Capitulo IV - Dia 3

149 28 160
                                    

Indústrias More Health

YELENA SEMPRE FOI MUITO BOA EM DIZER "NÃO" PARA MIM. Mesmo quando no fundo queria dizer sim, sabe? Especialista em joguinhos e dissimulações, ela fazia questão de me confundir sempre que podia. Era danada, admito! Mas se há uma coisa que nunca fez foi mentir para mim sobre coisas importantes. Nisso eu não tinha o que reclamar.

Além disso, tinha também o quesito confiança que nós colocamos como base da nossa relação. Não esconder nada um do outro foi o juramento que fizemos certa vez, debaixo de uma árvore, enquanto apreciávamos o sol e o céu entorno dele. Me lembro que Yelena olhou para mim com os olhos brilhando e falou: "Assim como o dia não esconde o azul do céu, eu gostaria que você nunca escondesse nada de mim." A partir dali nós fizemos um pacto de transparência que jamais seria quebrado. E por estas razões, sabia que se tivesse algum mistério por trás do acidente que a infectou ela me contaria.

Cheguei até o quarto onde Yelena estava isolada me questionando se ela teria coragem de quebrar o pacto depois de tanto tempo. No entanto, o sorriso aberto com que ela me recebeu logo mudou meus pensamentos. Caí na graça da morena e da sua simpatia. Logo percebi que o que precisava era esquecer as perguntas e aproveitar os momentos. Momentos que amanhã se tornariam lembranças e talvez me ajudariam a continuar vivendo sem ela por perto.

Me aproximei do vidro que nos separava. Varri o quarto com o olhar, nada havia mudado. A tristeza ainda dançava naqueles metros quadrados. Se expandia, era tão espaçosa que deixava Yelena acanhada. O quarto continuava o mesmo lugar desalmado da última vez, e nem mesmo a mulher mais colorida do mundo conseguia dar vida ao lugar. Na verdade, acontecia o contrário. Yelena parecia menos viva a cada dia, como se suas cores fossem sugadas de si e levadas pra longe.

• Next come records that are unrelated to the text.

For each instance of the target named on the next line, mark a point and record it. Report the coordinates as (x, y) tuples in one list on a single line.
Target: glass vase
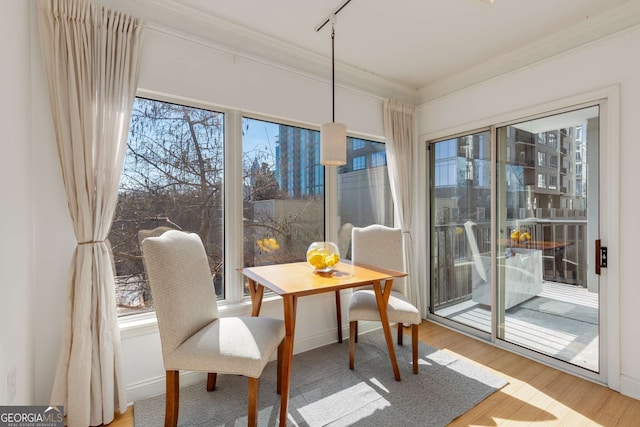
[(323, 256)]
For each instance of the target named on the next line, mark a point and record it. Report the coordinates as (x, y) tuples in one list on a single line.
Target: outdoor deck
[(561, 321)]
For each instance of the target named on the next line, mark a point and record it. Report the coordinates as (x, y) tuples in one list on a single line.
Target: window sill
[(146, 323)]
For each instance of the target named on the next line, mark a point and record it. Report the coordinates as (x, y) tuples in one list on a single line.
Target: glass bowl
[(323, 256)]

Quando me viu tão perto, lamentou não poder me tocar. Espalmou sua mão sobre o vidro, suspirou, como se o atravessasse com a alma. Seus olhos se fecharam intensamente, um pequeno sorriso se formou. Ela sempre dizia que eu era especialista em lhe causar arrepios e naquele momento agia como se me sentisse em sua pele.

Abriu outro sorriso, dessa vez com ironia, como se tivesse pensado em algo broxante. Abanou a cabeça para os lados e desabafou:

— Que coisa... — Suspirou novamente — Eu sempre achei que a gente envelheceria juntos. Eu me aposentaria do laboratório e passaria o fim dos meus dias cuidando de você. Tinha até certeza que você seria um velho muito teimoso. Insistirias em fazer os trabalhos pesados da fazenda mesmo já não dando conta do recado, e eu estaria aí para te impedir de se machucar.

Sorri levemente imaginando o senário e ela continuou:

— Eu ficaria gritando:" Ó velho teimoso desce daí! Tu não tem mais idade pra ficar montando em cavalo, homem de Deus!" E ligaria pra nossa... pra nossa filha, e ela me ajudaria a te dar uma bronca.

— Aé?

— Aham..

— Quer saber... — retruquei — eu acho que você séria uma velha chata. Passarias boa parte do tempo reclamando da casa bagunçada e me pedindo pra baixar o som da TV na hora do jogo, só pra poderes ler à vontade algum livro chato sobre fungos, bactérias ou sei lá o que...

— Os meus livros não são chatos! — Ela reclamou com uma cara de identificação.

— São sim...

— Já que é assim... Eu acho que você teria osteoporose!

— Ih... Lá vem ela com as palavras difíceis. Você teria pressão alta e viverias tomando remédios para baixá-la, já eu estaria do seu lado, afagando seus cabelos e pedindo pra deixares de se estressar com coisas tão pequenas como o facto de um velho saudável feito eu querer andar de cavalo por alguns instantes.